Vermont Department of Public Service staff supported doubling time allowed to FairPoint Communications for addressing service issues, if the company compensates customers for more than money lost during the outage. DPS staff responded Thursday to a FairPoint petition for the Vermont Public Service Board to relax reporting rules (see 1608080030). The current metric requires the telco to make repairs in 24 hours, a goal the carrier said it has difficulty meeting. FairPoint opposes compensating customers at more than a pro-rata rate, but DPS Consumer Affairs Director Carol Flint testified that “increasing the bill credit above a simple proration is meant to provide meaningful compensation to FairPoint’s captive consumers who experience lengthy outages.” DPS Telecommunications and Connectivity Director James Porter agreed in separate testimony. "While FairPoint correctly states that competitors have not entered the market in the most rural and hard to serve areas, that is not the fault of the customer who lives there,” he said. “FairPoint does retain a monopoly -- albeit not of FairPoint’s choosing -- over its captive customers and accordingly the Department views the enhanced bill credits for those captive customers as a necessary component of FairPoint’s request to change to a ‘Cleared in 48’ metric.” The phone company Monday said it agreed to a $1.5 billion acquisition by Consolidated Communications (see 1612060041).

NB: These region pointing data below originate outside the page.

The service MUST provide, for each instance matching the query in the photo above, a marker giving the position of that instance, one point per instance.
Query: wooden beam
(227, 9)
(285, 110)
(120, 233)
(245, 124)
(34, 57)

A North Carolina lawmaker who pledged to change the state law banning municipal broadband expansion held her seat in the state House after a recount in a close election. Rep. Susan Martin (R) represents Wilson County, where the North Carolina law banned Wilson Greenlight from expanding its municipal fiber broadband service into Pinetops. Martin and state Sen. Harry Brown (R), co-chairs of the Joint Legislative Economic Development and Global Engagement Oversight Committee, said they would sponsor community broadband legislation in 2017 (see 1611040037). Martin prevailed days after Republican governor and municipal broadband critic Pat McCrory conceded a contested gubernatorial race to Democratic Attorney General Roy Cooper (see 1612050053). The FCC lost a challenge to the North Carolina law earlier this year in the 6th U.S. Circuit Court of Appeals.